Though Kassin wanted to stop the scene, the director communicated to her “that if I didn’t finish I might not get paid in full, which increased the pressure for me to continue the scene.” Afterwards, Kassin addressed the issue with company staff but no one seemed to care. “I decided to just suck it up,” says Kassin. “I can understand why none of the girls reported their abuse [regarding Deen] because oftentimes it feels like as a female porn performer you don’t have any support.”
With repeated exposure, alarming situations or on set behaviors can become conventional over time. Performers are encouraged to push limits physically and mentally. It’s not just about the sex; it’s about finding the extremes. Seasoned male porn star Voodoo believes the extreme nature of sexually violent porn—and the way it’s handled by directors, crew members, and performers on set—is creating problems within the industry.
“I will never defend him but you can’t just blame James Deen,” says Voodoo. “I believe the women who accused him 100 percent, but at the same time the porn industry is responsible for creating that kind of monster.”
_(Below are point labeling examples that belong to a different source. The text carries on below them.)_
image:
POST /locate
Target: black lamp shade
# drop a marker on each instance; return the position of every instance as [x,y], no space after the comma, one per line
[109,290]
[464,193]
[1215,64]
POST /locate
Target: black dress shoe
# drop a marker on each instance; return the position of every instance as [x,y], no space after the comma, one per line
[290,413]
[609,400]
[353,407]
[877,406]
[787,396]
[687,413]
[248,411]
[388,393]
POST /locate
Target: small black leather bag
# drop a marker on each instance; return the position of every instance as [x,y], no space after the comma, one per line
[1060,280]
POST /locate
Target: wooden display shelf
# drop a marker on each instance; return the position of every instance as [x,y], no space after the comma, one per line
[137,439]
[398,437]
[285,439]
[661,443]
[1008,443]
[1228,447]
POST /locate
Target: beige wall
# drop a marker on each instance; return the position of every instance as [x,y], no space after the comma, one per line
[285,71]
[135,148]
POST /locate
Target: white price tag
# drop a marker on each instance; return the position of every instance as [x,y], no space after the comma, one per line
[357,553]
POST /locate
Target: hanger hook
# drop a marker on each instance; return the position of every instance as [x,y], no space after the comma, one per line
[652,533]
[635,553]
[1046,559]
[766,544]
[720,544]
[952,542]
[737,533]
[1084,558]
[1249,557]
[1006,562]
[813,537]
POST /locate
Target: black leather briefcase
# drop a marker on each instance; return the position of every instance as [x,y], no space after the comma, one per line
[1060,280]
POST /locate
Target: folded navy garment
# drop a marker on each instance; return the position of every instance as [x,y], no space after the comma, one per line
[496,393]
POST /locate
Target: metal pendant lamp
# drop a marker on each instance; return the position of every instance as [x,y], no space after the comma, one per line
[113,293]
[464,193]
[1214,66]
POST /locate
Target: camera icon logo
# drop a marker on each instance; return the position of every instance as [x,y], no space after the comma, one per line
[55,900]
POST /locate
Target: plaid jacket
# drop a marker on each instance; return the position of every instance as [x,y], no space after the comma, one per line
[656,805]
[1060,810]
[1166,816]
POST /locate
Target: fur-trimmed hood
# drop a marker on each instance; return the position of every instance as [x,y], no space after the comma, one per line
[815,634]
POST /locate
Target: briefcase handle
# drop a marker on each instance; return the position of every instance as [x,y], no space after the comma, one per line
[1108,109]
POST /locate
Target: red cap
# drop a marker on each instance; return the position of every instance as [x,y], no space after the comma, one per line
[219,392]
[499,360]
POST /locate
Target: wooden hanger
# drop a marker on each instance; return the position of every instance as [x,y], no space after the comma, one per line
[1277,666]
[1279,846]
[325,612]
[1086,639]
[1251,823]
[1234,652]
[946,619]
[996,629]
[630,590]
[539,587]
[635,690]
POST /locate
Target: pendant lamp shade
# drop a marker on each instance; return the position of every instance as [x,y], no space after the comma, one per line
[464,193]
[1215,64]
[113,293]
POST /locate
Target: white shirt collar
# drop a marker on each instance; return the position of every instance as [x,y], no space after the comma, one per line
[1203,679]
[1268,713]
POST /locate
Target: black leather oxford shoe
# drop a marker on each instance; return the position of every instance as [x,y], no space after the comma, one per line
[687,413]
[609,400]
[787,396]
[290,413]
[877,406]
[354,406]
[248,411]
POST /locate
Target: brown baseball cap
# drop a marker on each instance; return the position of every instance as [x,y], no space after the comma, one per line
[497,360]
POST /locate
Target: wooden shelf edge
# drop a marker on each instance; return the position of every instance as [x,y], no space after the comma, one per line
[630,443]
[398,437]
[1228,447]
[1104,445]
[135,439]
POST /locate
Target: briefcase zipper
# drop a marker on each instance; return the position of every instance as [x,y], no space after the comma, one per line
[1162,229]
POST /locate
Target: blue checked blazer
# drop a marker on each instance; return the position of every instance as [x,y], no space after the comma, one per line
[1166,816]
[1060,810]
As a director, Voodoo feels obligated to ensure the comfort of performers within a scene—a responsibility he wishes more directors took seriously. “If I’m behind the camera and I see my performer experiencing physical or psychological discomfort, it’s my duty to stop that and see if they’re OK, but directors aren’t doing that,” says Voodoo. “Instead they’re saying, ‘Go harder, more, more, oh she can take it!’ As a performer, I’ve been subjected to that and told directors to go fuck themselves. Directors are getting out of control with what they want to put out there.”